A recent survey on Customer Insight Leader suggests another reason for problems in “data project land.” In summary, you shared that:

  • 100% of you disagree or strongly disagree with the statement that you have a conceptual data model in place;
  • 50% of you disagreed (rest were undecided) with the statement that you have a logical data model in place;
  • Only 50% agreed (rest disagreed) with the statement that you have a physical data model in place.

These results did not surprise me, as they echo my experience of working in large corporations. Most appear to lack especially the conceptual, data models. Given the need to be flexible in implementation and respond to the data quality or data mapping issues that always arise on such projects, this is concerning. With so much focus on technology these days, I fear the importance of a model/plan/map has been lost. Without a technology independent view of the data entities, relationships and data items that a team needs to do their job, businesses will continue to be at the mercy of changing technology solutions.

Your later answers also point to a related problem that can plague customer insight analysts seeking to understand customer behavior:

  • All of you strongly disagreed with the statement that all three types of data models are updated when your business changes;
  • 100% of you also disagreed with the statement that you have effective meta data (e.g. up-to-date data dictionary) in place.
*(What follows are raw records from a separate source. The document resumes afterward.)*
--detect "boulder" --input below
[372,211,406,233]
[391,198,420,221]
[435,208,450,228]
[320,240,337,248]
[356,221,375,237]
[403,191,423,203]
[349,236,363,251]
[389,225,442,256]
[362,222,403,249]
Without the work to keep models reflecting reality and meta data sources guiding users/analysts on the meaning of fields and which can be trusted, both can wither on the vine. Isn’t it short-sighted investment to spend perhaps millions of pounds on a technology solution but then balk at the cost of data specialists to manage these precious knowledge management elements?

Perhaps those of us speaking about insight, data science, big data, etc. also carry a responsibility. If it has always been true that data tends to be viewed as a boring topic compared with analytics, it is doubly true that we tend to avoid the topics of data management and data modeling. But voices need to cry out in the wilderness for these disciplines. Despite the ways Hadoop, NoSQL or other solutions can help overcome potential technology barriers — no one gets data solutions for their business “out of the box.” It takes hard work and diligent management to ensure data is used & understood effectively.

I hope, in a very small way, these survey results act as a bit of a wake up call. Over coming weeks I will be attending or speaking at various events. So, I’ll also reflect how I can speak out more effectively for this neglected but vital skill.

On that challenge of why businesses fail to build the SCVs they need, another cause has become apparent to me over the years. Too often, requirements are too ambitious in the first place. Over time working on both sides of the “IT fence,” it is common to hear expressed by analytical teams that they want all the data available (at least from feeds they can get). Without more effective prioritization of which data feeds, or specifically which variables within those feeds, are worth the effort – projects get bogged down in excessive data mapping work.

Have you seen the value of a “data labs” approach? Finding a way to enable your analysts to manually get hold of an example data extract, so they can try analyzing data and building models, can help massively. At least 80% of the time, they will find that only a few of the variable are actually useful in practice. This enables more pragmatic requirements and a leaner IT build which is much more likely to deliver (sometimes even within time & budget).

Here’s that article from Adrian Swinscoe, with links to Adrian Kingwell, too.

What’s your experience? If you recognize the results of this survey, how do you cope with the lack of data models or up-to-date meta data? Are you suffering data project lethargy as a result?